I reread yesterday's blog...rant...and realized that when I write angry, it might be fun, but I do tend to drift a little from the purpose of my writing. Hopefully I get back on track today!
When I was fourteen I set out to write the Great American Novel. I had images of Pulitzers, Nobels, National Book Awards and, yes, Newberry medals. All for the same novel. I envisioned long lines at book signings, my picture on a book jacket, people stopping me in restaurants asking for my autograph. Of course I saw my magnificent novel at the top of the New York Times best seller list.
Heady stuff for a fourteen year old living in central Wisconsin in the 80's.

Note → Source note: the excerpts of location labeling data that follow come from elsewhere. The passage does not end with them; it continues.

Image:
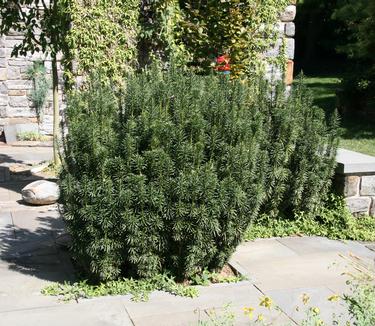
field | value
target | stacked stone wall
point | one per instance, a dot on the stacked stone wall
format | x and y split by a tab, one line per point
15	87
359	192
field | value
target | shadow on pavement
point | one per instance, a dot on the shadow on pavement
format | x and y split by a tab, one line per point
33	251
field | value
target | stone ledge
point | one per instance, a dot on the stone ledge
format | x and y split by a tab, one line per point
349	162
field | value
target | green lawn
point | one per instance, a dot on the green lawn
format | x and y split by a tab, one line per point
357	133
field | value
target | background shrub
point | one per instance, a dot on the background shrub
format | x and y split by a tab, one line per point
168	175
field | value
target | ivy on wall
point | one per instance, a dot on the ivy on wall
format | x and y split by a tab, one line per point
120	36
103	35
196	32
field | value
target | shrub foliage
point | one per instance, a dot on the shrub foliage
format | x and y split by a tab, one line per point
168	174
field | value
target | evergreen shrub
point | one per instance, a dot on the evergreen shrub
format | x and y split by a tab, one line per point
167	175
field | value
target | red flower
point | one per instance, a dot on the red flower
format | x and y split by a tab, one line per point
223	59
225	67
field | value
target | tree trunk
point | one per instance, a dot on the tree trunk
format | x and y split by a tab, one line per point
56	113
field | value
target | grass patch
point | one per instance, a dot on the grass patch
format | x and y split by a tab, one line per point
334	221
357	134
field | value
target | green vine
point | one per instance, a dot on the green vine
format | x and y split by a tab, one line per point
103	36
41	85
196	32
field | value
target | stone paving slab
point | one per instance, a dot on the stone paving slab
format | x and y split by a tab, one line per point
279	268
290	301
107	312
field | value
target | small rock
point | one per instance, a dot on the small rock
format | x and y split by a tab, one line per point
41	192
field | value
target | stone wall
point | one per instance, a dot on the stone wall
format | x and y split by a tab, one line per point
15	103
15	87
359	192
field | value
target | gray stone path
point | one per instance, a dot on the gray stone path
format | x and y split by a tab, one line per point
283	269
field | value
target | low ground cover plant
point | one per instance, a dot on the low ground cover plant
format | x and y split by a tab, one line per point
332	220
168	173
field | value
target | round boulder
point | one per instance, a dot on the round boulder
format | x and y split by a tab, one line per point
41	192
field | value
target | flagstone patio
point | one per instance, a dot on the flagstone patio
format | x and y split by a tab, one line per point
282	268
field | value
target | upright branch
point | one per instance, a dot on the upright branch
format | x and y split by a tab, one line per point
44	25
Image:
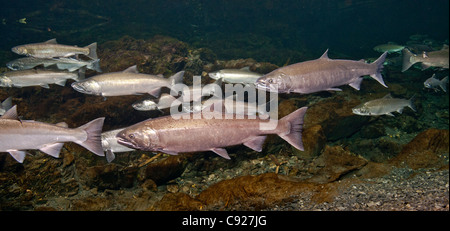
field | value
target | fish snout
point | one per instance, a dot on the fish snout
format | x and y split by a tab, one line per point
19	50
121	139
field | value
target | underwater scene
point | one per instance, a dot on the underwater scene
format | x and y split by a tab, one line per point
192	105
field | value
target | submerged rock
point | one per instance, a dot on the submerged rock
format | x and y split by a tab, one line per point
336	117
334	163
429	149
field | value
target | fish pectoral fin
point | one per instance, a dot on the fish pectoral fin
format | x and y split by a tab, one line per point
68	55
155	92
110	156
333	89
17	155
52	149
51	41
356	84
170	152
62	124
255	143
61	83
221	152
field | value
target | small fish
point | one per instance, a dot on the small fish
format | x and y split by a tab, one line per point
243	75
127	82
22	20
5	105
51	49
17	136
230	104
110	145
389	48
322	74
69	64
37	77
172	136
434	83
163	102
383	106
428	59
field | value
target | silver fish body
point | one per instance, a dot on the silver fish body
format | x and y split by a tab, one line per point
230	105
69	64
172	136
128	82
51	49
17	136
383	106
389	48
163	102
322	74
37	77
110	145
243	75
428	59
5	105
434	83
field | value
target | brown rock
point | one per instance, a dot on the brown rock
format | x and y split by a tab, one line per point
314	141
167	169
177	202
336	117
334	163
429	149
254	192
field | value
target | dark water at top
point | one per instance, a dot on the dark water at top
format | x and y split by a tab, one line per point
265	30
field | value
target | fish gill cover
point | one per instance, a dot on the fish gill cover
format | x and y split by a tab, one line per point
399	146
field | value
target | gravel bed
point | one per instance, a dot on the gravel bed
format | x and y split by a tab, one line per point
401	190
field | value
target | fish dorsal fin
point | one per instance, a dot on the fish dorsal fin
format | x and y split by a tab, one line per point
62	124
132	69
325	55
11	114
388	96
51	41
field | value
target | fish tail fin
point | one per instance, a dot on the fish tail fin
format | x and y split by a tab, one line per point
411	103
443	84
177	78
81	73
295	120
7	103
93	142
92	51
19	156
378	64
96	65
407	55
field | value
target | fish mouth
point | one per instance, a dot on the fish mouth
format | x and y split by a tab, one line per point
261	85
125	142
78	87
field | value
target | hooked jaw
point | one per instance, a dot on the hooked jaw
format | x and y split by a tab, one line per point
85	87
267	84
121	139
19	50
5	81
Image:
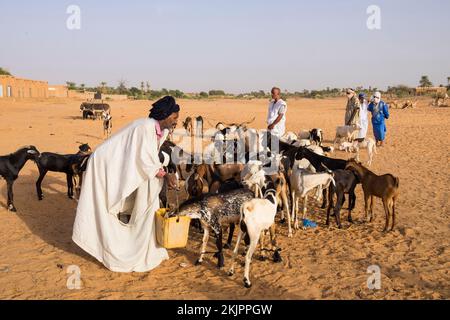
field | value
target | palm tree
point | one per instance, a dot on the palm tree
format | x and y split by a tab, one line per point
103	85
425	82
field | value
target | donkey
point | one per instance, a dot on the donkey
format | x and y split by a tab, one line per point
10	167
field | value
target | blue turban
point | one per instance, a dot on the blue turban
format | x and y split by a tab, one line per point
163	108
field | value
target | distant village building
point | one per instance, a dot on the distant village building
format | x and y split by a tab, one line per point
22	88
12	87
430	90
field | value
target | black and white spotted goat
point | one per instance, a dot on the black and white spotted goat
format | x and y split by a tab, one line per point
10	166
257	216
214	212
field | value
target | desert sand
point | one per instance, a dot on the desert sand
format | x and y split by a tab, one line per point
323	263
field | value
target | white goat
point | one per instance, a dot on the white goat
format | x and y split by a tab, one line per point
253	177
355	146
257	216
303	182
289	137
346	132
304	135
302	143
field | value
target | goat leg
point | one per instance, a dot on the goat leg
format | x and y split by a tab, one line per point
235	251
248	259
42	174
386	212
286	207
10	196
230	236
371	208
69	186
220	258
337	209
204	245
324	194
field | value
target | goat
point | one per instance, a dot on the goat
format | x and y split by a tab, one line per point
289	137
257	216
199	126
49	161
77	178
316	135
188	126
215	211
10	166
166	152
346	132
321	164
196	184
384	187
107	124
301	143
301	183
346	182
367	143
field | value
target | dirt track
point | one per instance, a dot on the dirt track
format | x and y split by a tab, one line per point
36	246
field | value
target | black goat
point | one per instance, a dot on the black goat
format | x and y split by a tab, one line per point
316	135
321	164
10	167
346	182
165	156
49	161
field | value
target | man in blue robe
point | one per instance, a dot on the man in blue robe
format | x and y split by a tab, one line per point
380	112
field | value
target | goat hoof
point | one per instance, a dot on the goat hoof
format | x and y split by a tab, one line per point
277	257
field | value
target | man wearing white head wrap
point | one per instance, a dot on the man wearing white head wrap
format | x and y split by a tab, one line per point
124	177
380	112
352	109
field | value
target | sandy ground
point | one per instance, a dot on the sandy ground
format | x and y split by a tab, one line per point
325	263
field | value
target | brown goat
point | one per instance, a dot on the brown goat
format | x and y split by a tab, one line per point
282	192
196	184
384	187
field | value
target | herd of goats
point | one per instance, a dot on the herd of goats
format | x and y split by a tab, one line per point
247	193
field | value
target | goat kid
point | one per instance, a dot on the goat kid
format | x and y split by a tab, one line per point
257	216
384	187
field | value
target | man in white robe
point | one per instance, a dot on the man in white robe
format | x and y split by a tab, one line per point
276	118
124	176
363	117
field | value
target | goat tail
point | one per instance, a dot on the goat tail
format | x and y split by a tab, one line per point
397	182
333	181
242	212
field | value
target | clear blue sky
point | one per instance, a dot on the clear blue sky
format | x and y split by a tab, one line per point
237	46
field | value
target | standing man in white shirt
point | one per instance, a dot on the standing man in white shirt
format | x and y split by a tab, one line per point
276	118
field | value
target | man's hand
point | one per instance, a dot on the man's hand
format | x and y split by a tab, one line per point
172	181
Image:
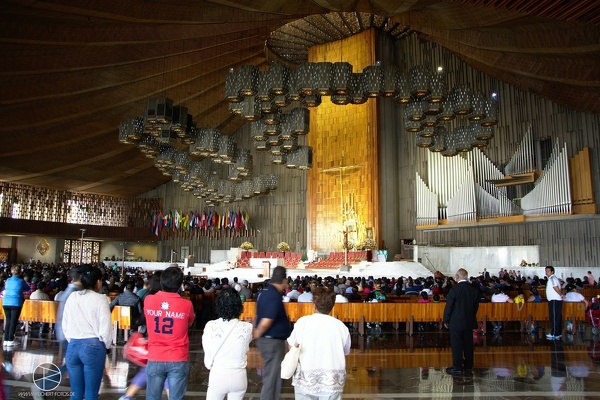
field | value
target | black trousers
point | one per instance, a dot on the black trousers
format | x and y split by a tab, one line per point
461	342
555	314
11	315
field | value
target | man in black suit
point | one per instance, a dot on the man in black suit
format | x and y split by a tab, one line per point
460	316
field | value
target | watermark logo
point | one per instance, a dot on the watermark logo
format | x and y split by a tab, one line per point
47	376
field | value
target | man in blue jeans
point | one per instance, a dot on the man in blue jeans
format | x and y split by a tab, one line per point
271	331
555	299
168	317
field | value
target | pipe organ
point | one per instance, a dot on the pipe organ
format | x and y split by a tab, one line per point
552	192
470	188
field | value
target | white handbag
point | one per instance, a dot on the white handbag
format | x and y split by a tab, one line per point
290	362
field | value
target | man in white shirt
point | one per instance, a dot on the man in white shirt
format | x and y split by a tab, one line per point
499	297
591	280
294	293
306	296
573	296
555	299
40	293
339	298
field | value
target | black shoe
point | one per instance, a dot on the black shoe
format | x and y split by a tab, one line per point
454	371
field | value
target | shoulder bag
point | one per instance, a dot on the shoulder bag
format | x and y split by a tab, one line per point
290	362
221	345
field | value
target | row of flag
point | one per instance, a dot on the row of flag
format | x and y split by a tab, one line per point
198	221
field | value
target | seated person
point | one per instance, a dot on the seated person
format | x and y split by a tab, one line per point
534	296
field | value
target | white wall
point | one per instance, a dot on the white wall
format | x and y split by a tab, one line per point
147	251
27	249
474	259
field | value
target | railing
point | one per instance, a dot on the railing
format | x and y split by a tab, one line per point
45	311
425	312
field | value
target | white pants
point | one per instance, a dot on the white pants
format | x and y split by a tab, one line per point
226	382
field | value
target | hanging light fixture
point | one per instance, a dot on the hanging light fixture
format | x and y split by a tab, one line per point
478	107
439	140
263	92
372	80
403	96
279	79
322	75
424	142
250	108
290	144
341	72
414	111
357	95
438	88
311	100
179	121
257	130
304	78
247	80
232	92
412	126
419	81
391	75
294	93
461	97
491	112
300	121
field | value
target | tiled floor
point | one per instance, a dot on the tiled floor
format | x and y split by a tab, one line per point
387	365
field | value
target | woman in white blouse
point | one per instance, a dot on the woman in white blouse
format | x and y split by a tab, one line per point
324	342
88	329
226	342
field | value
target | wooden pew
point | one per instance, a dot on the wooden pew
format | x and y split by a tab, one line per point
426	312
45	311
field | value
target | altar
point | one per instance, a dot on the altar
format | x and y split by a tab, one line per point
273	262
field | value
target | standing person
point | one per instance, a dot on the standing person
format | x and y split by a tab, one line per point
12	303
272	329
88	328
499	297
61	297
460	316
324	342
168	317
226	342
555	298
591	279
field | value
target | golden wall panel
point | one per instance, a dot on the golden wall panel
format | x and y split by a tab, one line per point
343	183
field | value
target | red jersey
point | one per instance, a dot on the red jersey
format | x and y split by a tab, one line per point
168	316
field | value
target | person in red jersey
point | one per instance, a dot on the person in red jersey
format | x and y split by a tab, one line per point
168	317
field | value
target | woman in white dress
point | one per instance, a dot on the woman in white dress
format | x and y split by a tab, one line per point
324	342
226	342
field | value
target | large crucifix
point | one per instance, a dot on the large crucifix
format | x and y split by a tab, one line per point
341	170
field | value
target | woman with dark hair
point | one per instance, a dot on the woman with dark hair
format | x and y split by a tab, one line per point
324	342
226	342
12	303
87	326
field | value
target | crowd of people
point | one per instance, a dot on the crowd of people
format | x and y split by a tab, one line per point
163	312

That novel that I set out to write almost 30 years ago is the one I currently call Lies in Chance, and it's gone through rounds and rounds of rejections. I wear those rejections as a badge of honor, as every writer should. It means we're working. My first novel, Dream in Color, is my pride and joy, of course, and I love my work with The Wild Rose Press. But it's a little book from a little press and I've had to do much of the legwork. I've done book signings, and will continue to do more, but there aren't long lines. There are customers looking for Nora Roberts' latest who stop by my table because I have candy. I love meeting new people so I'm not complaining.
Meanwhile, I'm avoiding the fact that novel #3 simply isn't working well for me. What I saw so clearly a year ago is now muddied, and my characters aren't all that interesting yet. Yet, I know I can write a good story. I've done it. Twice. One is published, one will be, and the third one will get written if it kills me. I love the challenge of writing fiction. It's hard work, but it's work that I love doing because not that many people do it, and even fewer admit to doing it. So I bang away at fiction, praying my dreams of grandeur will still come true.
And then there's the writing I do for the absolute joy of it all. I have another blog, a fun blog, It Can Only Happen To Sarah. This is where I write my musings about real life, about the way I see things in my little world, and about things that happen to me that could only happen to little old me.
I crank those tales out several times a month. It's fun, it's easy, and it makes me happy. But do I think of it as a talent?
Not a chance.
I've been writing that sort of stuff for ages. I think it started when I was 13 and I started keeping a diary...some of the entries, as I look back, are full of teen drama and angst, perfect for a novelist. Others are simply the viewpoint of a goofy kid who sees things just a little differently than everyone else and isn't afraid to discuss it. I don't think of it as a talent, I simply think of it as stuff I say to fill the quiet spaces in my day.
My mother was the first person to tell me that that's how I should write. I've long been a fan of the late great Erma Bombeck, and my mother has said since I was young that my best writing is this slice of life writing.
But, I argue, that's not writing, that's not work, that's NOT TALENT! I'm a fiction writer who has fun yakking about silly things that happen to me.
My mother is crazy, right?
And then others started to say the same thing. So much so, in fact, that I'm starting to wonder if I should abandon fiction, at least for now, and look into publishing my goofy life instead. Over the years I've sort of titled collections of stories, "Stretchmarks are just the Beginning" (Stories about my pregnancies, birthings, and raising small kids) "Growing up in the house of Danny and Donna Dull" (My childhood stories) "Stalking Rick Springfield and other Habits of the Middle Aged Suburban woman." (I think that's self explanatory.) "Confessions of a Crazed Candle Lady" (Stories from my years of selling Party lite Candles.)
But other than fun titles, I ask myself, is there any substance there? I know people will read fiction because everyone loves a good story. And a talented writer tells a good story. But is this a talent, these snippets of humor from my completely normal life?
Some say so. I'd be interested in what you all think. Take a look at It Can Only Happen to Sarah Read a couple posts. Do you agree with my mom?
And if you do, turn that question to yourself and your writing career. Does your writing talent lie in a genre other than the one you're working on? Sure, everyone wants to write that legal thriller, or the literary novel that Oprah loves. But maybe your talent leans more toward the historical romance that steams up beach readers. Maybe you should stop working on a cook book and finish that epic humor novel (I put that in there for a certain friend of mine...he knows who he is!) Or, maybe you're destined to write the cook book that outshines all others.
Open up your writing to others. See what they say. Sometimes others see talents in you that you don't see yourself.